Pound Confusion |
May 13th, 2017 |
ideas, money |
UK law requires that Scottish and Northern Irish banks keep a Bank of England note in their vaults for every one they print. On the other hand, the Manx, Jersey, and Guernsey Pounds are just issued by their respective governments. They hold their pounds pegged 1:1 by promising to exchange their notes for Bank of England notes.
Which leaves me with a bunch of questions:
Why is it worth it for the Scottish and Northern Irish commercial banks to print their own currency? That's expensive, and they're on the hook for forgeries. Normally someone printing currency can make up their expenses through seigniorage, but since these banks are required to hold full reserves of Bank of England notes that doesn't work here. Is it for the advertising and legitimacy benefit of having your bank's name on the notes?
Why is there GIP and FKP but Manx, Jersey, and Guernsey pounds are just considered GBP?
Why doesn't Gresham's Law apply, and people avoid non-Bank of England notes? This is the same thing I wondered about Ecuador, except coins are a lot more expensive to make than bills.

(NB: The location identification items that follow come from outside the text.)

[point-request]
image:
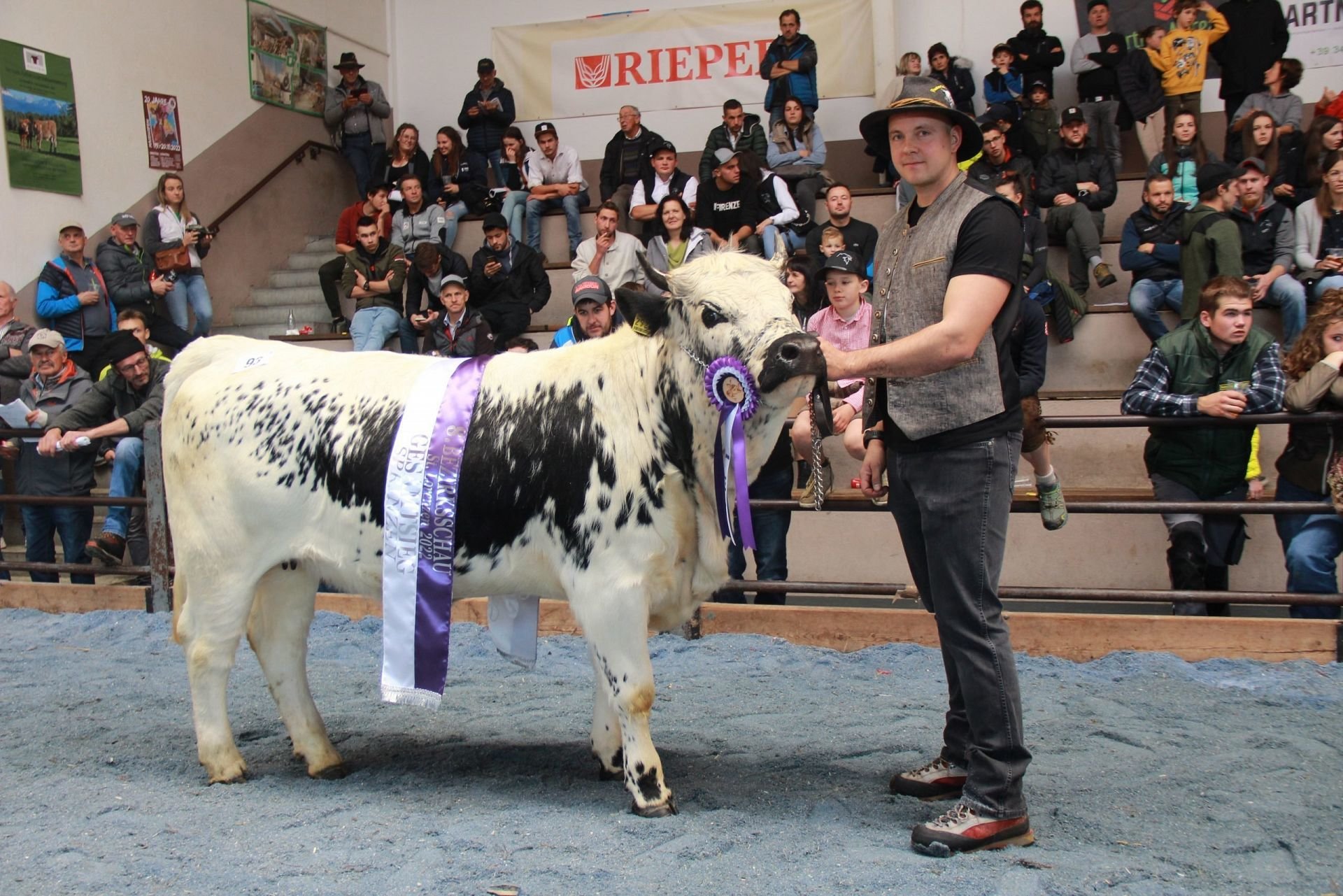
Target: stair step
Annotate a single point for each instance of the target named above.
(311, 313)
(254, 331)
(309, 261)
(281, 278)
(287, 296)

Could one of the crown dependencies make a lot of money by breaking the currency union? Let's say Guernsey prints an enormous number of notes, and deposits them in UK banks. Even though they're not required to, the banks accept the notes and credit the accounts in GBP. Guernsey keeps doing this until people catch on and stop accepting the notes, by which point they've earned billions in seigniorage. Then they abolish the Guernsey pound, and just use Bank of England notes. Back of the envelope: there are ~10k bank branches in the UK, they might let you deposit £20k in one go, that's £200M. And I don't think bank branches have a centralized system for making sure you don't deposit too much weird money throughout the country all at once? I think the rule of law in the UK is strong enough that the banks can't just confiscate the deposits?